I love it when two different sources of ideas (usually books) come at me with identical stuff.
A few weeks ago I was on the phone with Craig Cramer.
He was my teacher in grad school and is one of the few colleagues that I still keep in touch with from that period. We love to talk books. He mentioned the author Paul Auster. I told him I had heard of him but had not read anything by him. Craig raved about how witty and interesting Auster’s books were.
I have since figured out that I weirdly confuse Paul Auster (living novel writer) with Paul Bowles (dead and probably more esoteric writer and composer). I have tried to read the latter but not the former.
Anyhoo I picked up a novel by Auster and began reading in it.
I mentioned a while back that the characters in the book were talking about a paper one of them had written in grad school which drew on three obscure pieces by Edgar Allan Poe and compared them to some ideas in Thoreau.
Intrigued I purchased and downloaded a huge collection of Poe for my Kindle and promptly began reading the three essays.
Michael Robbins is a poet I like and I regularly bop on over and check out his blog. He writes about and links in to all sorts of stuff. At the beginning of August, he wrote about a review he had done of Guy Davenport’s Geography of the Imagination.
I went on Amazon and read enough to want to read more by the author and procured a copy from the liberry.
Yesterday my Mom had a pain doctor appointment. I usually take my Kindle and maybe a book or two along to read while I wait. I took the Paul Auster novel and the Guy Davenport collection of essays called Geography of the Imagination.
In the first essay which bears the title of the book, Davenport develops the idea of imagination of course. Here’s the first sentence: “The difference between the Parthenon and the World Trade Center, between a French wine glass and a German beer mug, between Bach and John Philip Sousa, between Sophocles and Shakespeare, between a bicycle and a horse, though explicable by historical moment, necessity, and destiny is before all a difference of imagination.”
I was hooked.
On page 5, I read: “The imagination is like the drunk man who lost his watch, and must get drunk again to find it. It is as intimate as speech and custom, and to trace its ways we need to reeducate our eyes. In 1840—when Cooper’s The Pathfinder was a bestseller, and photography had just been made practical—an essay called “The Philosophy of Furniture” appeared in an American magazine. Dickens made fun of Americans for attending lectures on the philosophy of anything, the philosophy of crime on Monday, the philosophy of government on Wednesday, the philosophy of the soul on Thursday, as Martin Chuzzlewit learned from Mrs. Brick.”
And so on. The title of the essay in question sounded familiar. And then it struck me. It was one of the three essays the Paul Auster character had mentioned by Edgar Allan Poe.
Davenport doesn’t mention Poe by name until the next paragraph.
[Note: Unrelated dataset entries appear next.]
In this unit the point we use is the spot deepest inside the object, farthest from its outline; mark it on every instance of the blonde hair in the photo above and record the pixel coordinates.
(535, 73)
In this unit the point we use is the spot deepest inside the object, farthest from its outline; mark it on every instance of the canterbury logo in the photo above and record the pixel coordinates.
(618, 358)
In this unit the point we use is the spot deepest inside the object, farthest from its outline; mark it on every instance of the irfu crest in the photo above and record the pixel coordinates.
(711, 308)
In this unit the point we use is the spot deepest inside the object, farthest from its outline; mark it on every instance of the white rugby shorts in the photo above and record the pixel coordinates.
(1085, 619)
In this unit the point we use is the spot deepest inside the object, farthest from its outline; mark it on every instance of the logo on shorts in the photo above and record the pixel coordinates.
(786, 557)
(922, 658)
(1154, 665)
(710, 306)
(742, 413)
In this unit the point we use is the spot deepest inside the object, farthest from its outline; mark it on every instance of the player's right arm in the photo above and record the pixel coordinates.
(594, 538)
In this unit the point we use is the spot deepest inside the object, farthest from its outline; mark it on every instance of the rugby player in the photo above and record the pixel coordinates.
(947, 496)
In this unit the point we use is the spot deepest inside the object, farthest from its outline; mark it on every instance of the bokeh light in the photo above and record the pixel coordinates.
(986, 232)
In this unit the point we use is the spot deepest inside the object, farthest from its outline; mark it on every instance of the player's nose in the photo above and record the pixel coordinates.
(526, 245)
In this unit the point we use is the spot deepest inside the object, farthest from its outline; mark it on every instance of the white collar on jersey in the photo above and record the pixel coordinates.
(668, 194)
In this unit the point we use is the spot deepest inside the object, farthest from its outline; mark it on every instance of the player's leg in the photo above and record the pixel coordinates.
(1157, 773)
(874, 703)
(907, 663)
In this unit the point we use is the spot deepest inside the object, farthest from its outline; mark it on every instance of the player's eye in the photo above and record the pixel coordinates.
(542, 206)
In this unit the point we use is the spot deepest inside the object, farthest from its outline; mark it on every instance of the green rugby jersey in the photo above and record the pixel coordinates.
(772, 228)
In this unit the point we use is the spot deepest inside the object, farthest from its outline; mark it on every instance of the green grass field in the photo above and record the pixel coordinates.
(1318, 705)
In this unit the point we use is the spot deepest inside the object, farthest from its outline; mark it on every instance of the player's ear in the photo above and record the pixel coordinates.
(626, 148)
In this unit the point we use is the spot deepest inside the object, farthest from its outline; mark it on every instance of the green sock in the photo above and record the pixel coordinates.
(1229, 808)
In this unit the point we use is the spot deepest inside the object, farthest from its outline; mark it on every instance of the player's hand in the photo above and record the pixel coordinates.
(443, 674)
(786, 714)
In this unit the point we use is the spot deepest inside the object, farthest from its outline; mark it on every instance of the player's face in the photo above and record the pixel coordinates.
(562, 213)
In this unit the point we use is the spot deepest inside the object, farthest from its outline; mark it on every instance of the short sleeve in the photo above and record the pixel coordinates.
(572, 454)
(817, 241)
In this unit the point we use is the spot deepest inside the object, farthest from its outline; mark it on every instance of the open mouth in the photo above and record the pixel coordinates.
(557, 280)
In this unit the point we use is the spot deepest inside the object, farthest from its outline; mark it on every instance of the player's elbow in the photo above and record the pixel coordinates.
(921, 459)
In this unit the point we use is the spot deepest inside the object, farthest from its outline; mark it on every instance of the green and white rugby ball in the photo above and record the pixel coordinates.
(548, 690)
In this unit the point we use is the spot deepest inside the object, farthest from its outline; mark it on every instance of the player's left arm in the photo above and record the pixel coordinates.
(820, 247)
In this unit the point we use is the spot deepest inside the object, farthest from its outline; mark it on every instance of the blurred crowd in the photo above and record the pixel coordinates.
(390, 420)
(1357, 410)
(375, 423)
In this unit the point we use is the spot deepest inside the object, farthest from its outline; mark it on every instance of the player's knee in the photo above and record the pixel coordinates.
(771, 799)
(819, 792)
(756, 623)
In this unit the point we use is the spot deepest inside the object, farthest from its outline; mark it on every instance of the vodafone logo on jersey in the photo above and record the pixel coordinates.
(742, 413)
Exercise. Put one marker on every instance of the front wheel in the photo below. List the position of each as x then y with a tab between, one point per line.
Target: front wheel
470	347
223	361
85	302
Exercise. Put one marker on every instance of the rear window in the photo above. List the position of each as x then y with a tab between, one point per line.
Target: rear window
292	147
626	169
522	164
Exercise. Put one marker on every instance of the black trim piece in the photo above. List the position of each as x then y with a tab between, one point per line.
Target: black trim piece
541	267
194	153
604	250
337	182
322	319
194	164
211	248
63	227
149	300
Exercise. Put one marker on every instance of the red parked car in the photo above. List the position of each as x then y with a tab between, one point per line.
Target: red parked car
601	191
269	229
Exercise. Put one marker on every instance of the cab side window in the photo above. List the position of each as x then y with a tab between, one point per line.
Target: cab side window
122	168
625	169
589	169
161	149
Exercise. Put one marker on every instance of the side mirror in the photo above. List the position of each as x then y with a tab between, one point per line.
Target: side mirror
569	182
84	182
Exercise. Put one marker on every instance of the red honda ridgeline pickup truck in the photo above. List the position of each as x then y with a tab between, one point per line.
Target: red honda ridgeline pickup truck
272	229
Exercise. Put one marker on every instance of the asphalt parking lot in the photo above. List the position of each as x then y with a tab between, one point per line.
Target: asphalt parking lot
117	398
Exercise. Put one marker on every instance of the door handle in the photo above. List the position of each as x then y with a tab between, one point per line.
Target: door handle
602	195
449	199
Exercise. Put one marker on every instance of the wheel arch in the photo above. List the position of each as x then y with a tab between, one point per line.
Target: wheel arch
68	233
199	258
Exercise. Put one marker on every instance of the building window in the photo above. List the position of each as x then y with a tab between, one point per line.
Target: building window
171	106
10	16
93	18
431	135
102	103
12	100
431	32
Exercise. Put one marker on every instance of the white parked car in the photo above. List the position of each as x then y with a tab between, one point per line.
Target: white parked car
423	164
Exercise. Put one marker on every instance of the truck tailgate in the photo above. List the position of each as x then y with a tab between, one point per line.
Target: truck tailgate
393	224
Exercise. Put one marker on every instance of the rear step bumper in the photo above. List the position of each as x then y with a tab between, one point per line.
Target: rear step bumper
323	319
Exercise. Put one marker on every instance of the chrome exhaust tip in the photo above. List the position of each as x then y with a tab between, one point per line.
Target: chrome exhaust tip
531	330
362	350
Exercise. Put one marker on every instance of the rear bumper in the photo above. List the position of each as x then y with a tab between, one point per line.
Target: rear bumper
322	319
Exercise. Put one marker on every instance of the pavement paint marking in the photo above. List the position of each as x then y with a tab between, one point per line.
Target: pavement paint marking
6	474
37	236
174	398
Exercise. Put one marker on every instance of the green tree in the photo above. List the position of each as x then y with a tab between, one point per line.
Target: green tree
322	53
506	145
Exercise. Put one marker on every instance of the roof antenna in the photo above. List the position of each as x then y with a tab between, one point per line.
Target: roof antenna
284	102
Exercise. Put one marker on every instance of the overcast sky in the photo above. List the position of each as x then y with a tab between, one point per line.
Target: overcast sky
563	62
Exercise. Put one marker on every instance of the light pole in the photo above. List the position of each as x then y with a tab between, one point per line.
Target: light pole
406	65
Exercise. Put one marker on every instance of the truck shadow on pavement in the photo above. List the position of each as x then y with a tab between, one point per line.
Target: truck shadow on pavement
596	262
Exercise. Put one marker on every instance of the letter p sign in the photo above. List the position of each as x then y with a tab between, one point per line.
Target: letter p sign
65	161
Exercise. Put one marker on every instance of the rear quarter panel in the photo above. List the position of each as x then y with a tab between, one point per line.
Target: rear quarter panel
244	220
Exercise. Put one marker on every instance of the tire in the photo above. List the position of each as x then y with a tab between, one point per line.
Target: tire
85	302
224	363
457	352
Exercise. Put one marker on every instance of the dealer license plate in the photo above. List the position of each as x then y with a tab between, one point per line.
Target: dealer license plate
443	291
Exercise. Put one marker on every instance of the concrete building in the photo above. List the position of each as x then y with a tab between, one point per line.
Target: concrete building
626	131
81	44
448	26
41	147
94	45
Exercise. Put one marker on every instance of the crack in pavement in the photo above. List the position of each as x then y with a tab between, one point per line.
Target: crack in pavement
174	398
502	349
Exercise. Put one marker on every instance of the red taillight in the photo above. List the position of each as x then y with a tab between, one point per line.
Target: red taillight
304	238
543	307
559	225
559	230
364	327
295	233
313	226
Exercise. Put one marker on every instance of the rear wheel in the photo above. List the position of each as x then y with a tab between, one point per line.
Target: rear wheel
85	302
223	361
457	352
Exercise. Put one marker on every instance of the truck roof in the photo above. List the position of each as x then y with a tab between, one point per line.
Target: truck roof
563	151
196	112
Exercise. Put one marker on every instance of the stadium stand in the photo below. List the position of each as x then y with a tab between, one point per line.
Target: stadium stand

I looked on the floor next to the chair and there was my copy of the Auster novel with the section about Poe and Thoreau still marked with a sticky. Beside it was my Kindle on which I had all the essays and stories of Poe.
I love this shit.
That picture of Craig is totally cool. Tell him I said that too. (if he just had the page turner out of the way, it would be even better – though there is something interesting about the intent look of is page turner, maybe the page turner needs to be there for the picture, on second thought)
I just found it by google-image-searching.I thought it was pretty neat also. That’s why I used it. It looks like a professional shot to me.